I haven't changed the name of the weigths after downloading. So not sure what's causing this error.
I got it working by combining the weights into a single pytorch_model.bin file. I'm trying to run the model on v100 gpu but getting Cuda out of memory error. I have two v100 gpus available and i'm loading the model on a single gpu. Is it possible to split the weights among two gpus?
Hi @AL58763
can you ls the content of your model_dir/idefics_9b/ folder? i am assuming that model_path = model_dir/idefics_9b/
Hi @AL58763
can youlsthe content of yourmodel_dir/idefics_9b/folder? i am assuming thatmodel_path = model_dir/idefics_9b/
Thanks for the reply.
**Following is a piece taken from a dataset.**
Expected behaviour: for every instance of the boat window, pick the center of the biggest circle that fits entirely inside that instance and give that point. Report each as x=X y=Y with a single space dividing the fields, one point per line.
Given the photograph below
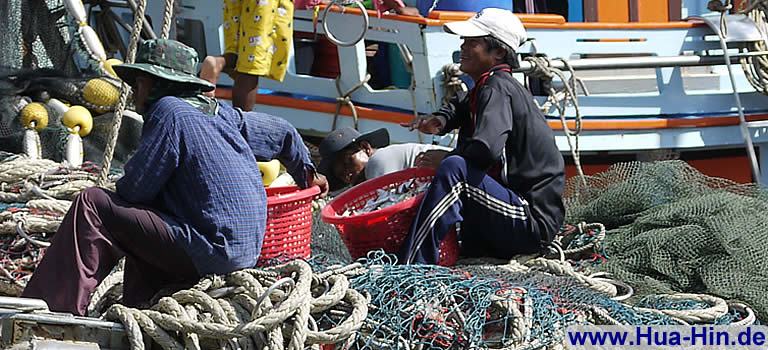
x=387 y=66
x=315 y=55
Yes, model_path = model_dir/idefics_9b/. Here are the contents of the folder:
config.json
model-00002-of-00002.safetensors
pytorch_model-00002-of-00002.bin
tokenizer.json
generation_config.json
preprocessor_config.json
pytorch_model.bin
tokenizer.model
model-00001-of-00002.safetensors
pytorch_model-00001-of-00002.bin
tokenizer_config.json
urls.txt
As I said above, I combined both the pytorch bin files into one pytorch_model.bin
@VictorSanh i can provide local paths of images in the prompts as well right? I provided a local image and then checked inputs['pixel_values'], its just black pixels.
I think you are missing some files in your folder. for instance model.safetensors.index.json is the file that maps each weight to a specific location. Not having this file means that the loading logic does not know where to get the weights (i.e. model-00002-of-00002.safetensors or model-00001-of-00002.safetensors) and as such you had to create a merged pytorch_model.bin. There might be other files missing but that's the first one that came to my mind.
@VictorSanh i can provide local paths of images in the prompts as well right?
On top of my mind, I think you need to load the image (and put it into a pil object) yourself if it's local.
great! i'll close that discussion. feel free to re-open (or create another one) if you have other questions!